Por más que Lussu afirme haberse despojado de la experiencia de los veinte años que mediaron entre la guerra y la redacción de Un año en el altiplano (con el fin de "evocar la guerra tal como la vivimos realmente, con las ideas y los sentimientos de entonces"), ni el punto de vista ni la mirada emanan de una escritura a pie de cañón o factual. El tiempo ha pasado, lo quiera o no el autor, y la memoria de alguien que puso en riesgo su vida ("¡Qué lejos estaba la vida de nosotros!") durante cuatro años y vio morir a cientos de correligionarios no ha quedado incólume ("De lo que sucedió en aquel encontronazo nunca he conservado un recuerdo claro. Aquel olor a coñac me había aturdido..."), como reconoce el propio Lussu en algún momento.

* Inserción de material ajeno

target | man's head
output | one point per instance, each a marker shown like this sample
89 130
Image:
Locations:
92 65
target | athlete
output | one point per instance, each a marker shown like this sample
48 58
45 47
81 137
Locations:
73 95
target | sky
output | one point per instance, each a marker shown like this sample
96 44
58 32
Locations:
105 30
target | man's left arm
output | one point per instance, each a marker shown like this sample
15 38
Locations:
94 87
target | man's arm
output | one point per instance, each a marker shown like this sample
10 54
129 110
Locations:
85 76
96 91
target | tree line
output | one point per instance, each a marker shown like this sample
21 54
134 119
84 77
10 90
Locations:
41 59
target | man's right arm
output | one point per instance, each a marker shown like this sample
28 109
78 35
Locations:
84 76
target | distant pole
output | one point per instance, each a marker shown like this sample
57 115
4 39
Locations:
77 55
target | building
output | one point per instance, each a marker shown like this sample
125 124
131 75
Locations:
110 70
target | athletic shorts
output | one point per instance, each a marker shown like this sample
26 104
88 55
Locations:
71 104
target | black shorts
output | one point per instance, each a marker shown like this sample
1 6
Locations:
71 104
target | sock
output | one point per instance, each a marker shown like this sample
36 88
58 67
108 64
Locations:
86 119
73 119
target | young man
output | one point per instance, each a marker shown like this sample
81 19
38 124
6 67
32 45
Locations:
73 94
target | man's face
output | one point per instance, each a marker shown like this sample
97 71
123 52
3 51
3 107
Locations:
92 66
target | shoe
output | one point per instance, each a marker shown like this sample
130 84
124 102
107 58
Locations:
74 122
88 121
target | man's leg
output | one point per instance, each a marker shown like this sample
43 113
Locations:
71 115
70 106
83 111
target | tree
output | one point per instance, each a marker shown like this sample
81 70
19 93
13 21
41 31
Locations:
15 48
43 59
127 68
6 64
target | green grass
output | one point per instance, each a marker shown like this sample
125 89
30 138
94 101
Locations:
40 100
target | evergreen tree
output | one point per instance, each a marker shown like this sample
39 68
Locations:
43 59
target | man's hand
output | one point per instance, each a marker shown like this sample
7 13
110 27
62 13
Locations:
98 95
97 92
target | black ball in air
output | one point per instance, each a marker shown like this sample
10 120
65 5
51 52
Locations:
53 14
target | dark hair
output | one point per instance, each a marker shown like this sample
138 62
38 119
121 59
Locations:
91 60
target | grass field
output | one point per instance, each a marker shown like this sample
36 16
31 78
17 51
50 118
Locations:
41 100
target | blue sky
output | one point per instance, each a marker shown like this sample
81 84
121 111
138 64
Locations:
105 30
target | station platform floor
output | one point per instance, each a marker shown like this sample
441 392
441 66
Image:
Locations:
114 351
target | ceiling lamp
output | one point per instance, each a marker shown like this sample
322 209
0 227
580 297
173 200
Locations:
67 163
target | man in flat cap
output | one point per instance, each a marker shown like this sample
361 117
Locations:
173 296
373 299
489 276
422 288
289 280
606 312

Aquí no hay sólo memoria y recuento de anécdotas propias y ajenas (algunas de ellas tan duras como las dedicadas a las actuaciones caprichosas, dictatoriales e irracionales del general Leone, capaz de ordenar un asalto sin contar con "una sola pieza de artillería en el altiplano", de poner en riesgo la vida de un oficial inútilmente o de mandar el fusilamiento de un soldado que había gritado "¡Alto!" para detener la marcha y comprobar la seguridad del terreno); también hay sutileza y una ironía distante que da pie a reflexiones de carácter ético o filosófico:

La muerte es un acontecimiento normal y se muere sin espanto, pero la conciencia de la muerte, la certeza de la muerte inevitable, vuelve trágicas las horas que la preceden.

A pesar de las críticas y los reparos, a pesar del miedo y, sobre todo, a pesar de las actuaciones de los mandos superiores de aquel ejército, Lussu justifica la intervención italiana en esa guerra desde el punto de vista moral y desde el político: era "una dura necesidad, terrible, desde luego", pero necesidad al fin y al cabo; "una de tantas necesidades, ingratas pero inevitables, de la vida".

 

EMILIO LUSSU: UN AÑO EN EL ALTIPLANO. Libros del Asteroide (Barcelona), 2010, 243 páginas. Traducción de Carlos Manzano.